Viewed 4 days ago, January 17 2009: The Namesake directed by Mira Nair and starring Kal Penn, Tabu, and Irrfan Khan; based on a novel by Jhumpa Lahiri.
The movie opens with a man, Ashoke (Irrfan Khan), riding on a train in India, reading a book of stories by Gogol. A fellow passenger urges him to travel, but he is happily rooted; all the travelling he needs to do he can do via others’ words on the printed page. There is a mostly-implied accident. Scenes change, time passes, and we find that he’s uprooted and gone to America. He returns to arrange a marriage to Ashima (Tabu) and brings her back to the US. There they have a son. They’d like to take some time to name him, but the US hospital requires that they provide a name for a birth certificate before they leave, and so they give him the name Gogol after the father’s favorite author. More time passes; a sister Sonia (played by Sahira Nair) arrives, and both children grow older. Gogol (played as a young adult by Kal Penn) has come to resent his alien name, as it isolates him from his American peers.

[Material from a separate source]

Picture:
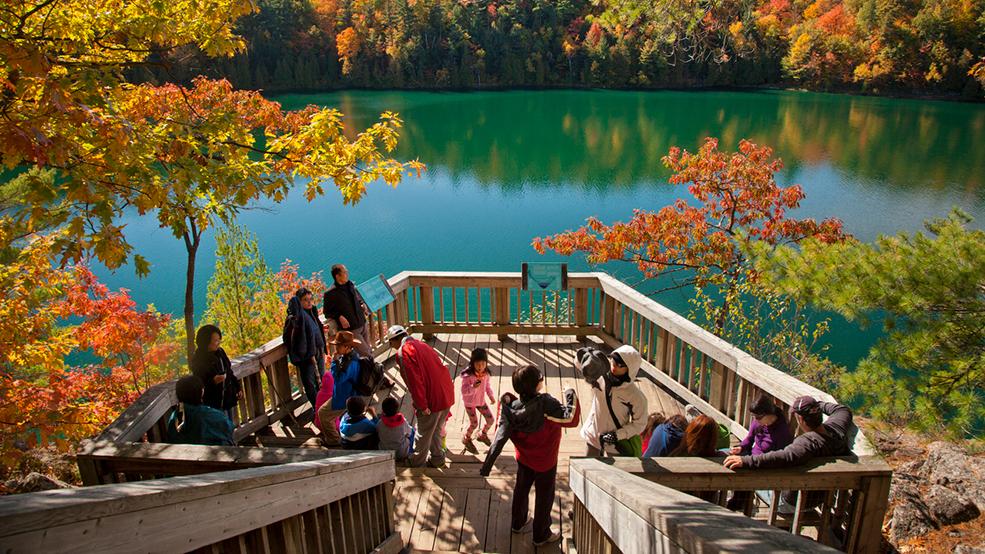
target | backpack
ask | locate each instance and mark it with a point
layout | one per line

He chooses instead to go by Nikhil – Nick for short – interestingly a variation of the author Nikolai Gogol’s first name.
And that’s the setup, modulo some details. The movie builds from there into an intricate tale of life influenced by externalities; of personal and cultural clashes, alienation and rejoining; of literature and stages of life. Significant mention is made of Gogol’s story “The Overcoat,” including a reference to Dostoevsky’s alleged remark that “we all” (meaning Russian literature) “come out from Gogol’s Overcoat” – a very self-referential, almost fractal remark about both this film and that story.

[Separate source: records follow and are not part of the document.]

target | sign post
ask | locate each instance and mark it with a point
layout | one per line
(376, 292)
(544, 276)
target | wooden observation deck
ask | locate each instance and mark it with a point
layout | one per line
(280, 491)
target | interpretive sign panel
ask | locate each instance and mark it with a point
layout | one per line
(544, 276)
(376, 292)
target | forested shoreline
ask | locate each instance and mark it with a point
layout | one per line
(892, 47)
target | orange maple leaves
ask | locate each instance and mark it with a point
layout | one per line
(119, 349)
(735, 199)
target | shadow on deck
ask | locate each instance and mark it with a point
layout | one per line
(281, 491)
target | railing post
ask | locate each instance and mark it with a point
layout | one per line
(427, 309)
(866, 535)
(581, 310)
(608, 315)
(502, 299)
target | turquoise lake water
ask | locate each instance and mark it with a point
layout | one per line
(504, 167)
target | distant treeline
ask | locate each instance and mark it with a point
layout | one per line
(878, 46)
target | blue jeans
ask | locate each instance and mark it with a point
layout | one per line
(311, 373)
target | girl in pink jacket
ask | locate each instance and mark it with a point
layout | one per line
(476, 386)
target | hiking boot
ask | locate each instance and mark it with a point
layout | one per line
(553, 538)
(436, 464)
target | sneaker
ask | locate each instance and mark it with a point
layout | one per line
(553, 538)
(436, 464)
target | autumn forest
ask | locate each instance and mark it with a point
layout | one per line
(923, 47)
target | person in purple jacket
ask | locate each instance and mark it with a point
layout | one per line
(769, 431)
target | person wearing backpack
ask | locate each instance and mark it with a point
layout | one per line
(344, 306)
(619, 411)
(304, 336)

Deeper than that I won’t go, which is probably just as well. The movie doesn’t lend itself to an easy recapitulation, nor is that something I want to try right now.

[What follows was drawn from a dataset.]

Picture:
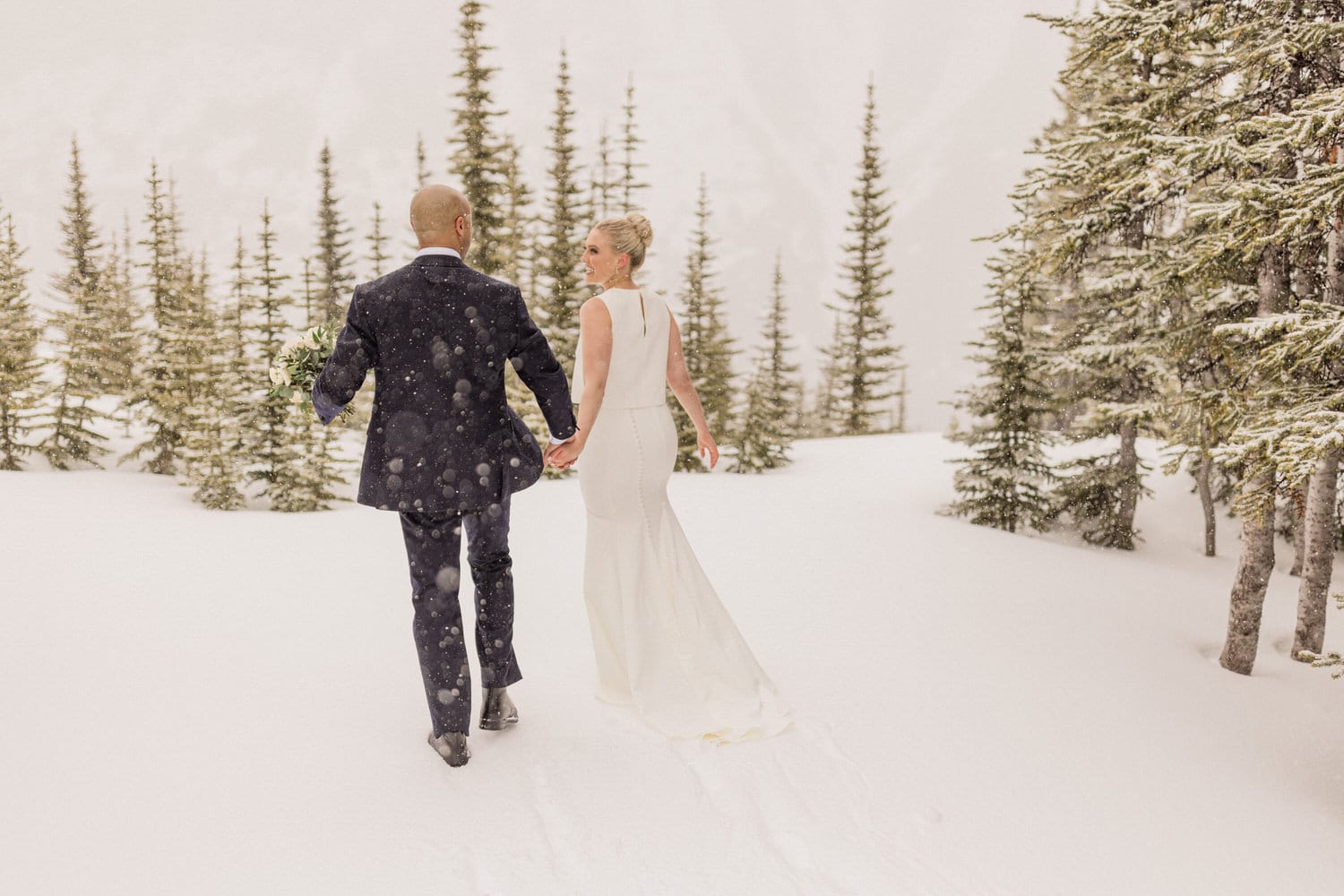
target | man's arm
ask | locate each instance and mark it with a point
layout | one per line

When I was younger I used to have a thing, a mental defect if you will, where I would almost always refuse to see a movie that was based on a book unless I had read the book first. Nowadays I’m older, read a lost less, and see a lot more movies. But I think I might have wanted to employ that policy here. Not that the movie is bad: quite the opposite. It’s a very engaging and rewarding film, with fine performances all around, one that suggests a richness of source material. I think I’ll want to seek out the book, and you can take that as a compliment to the film.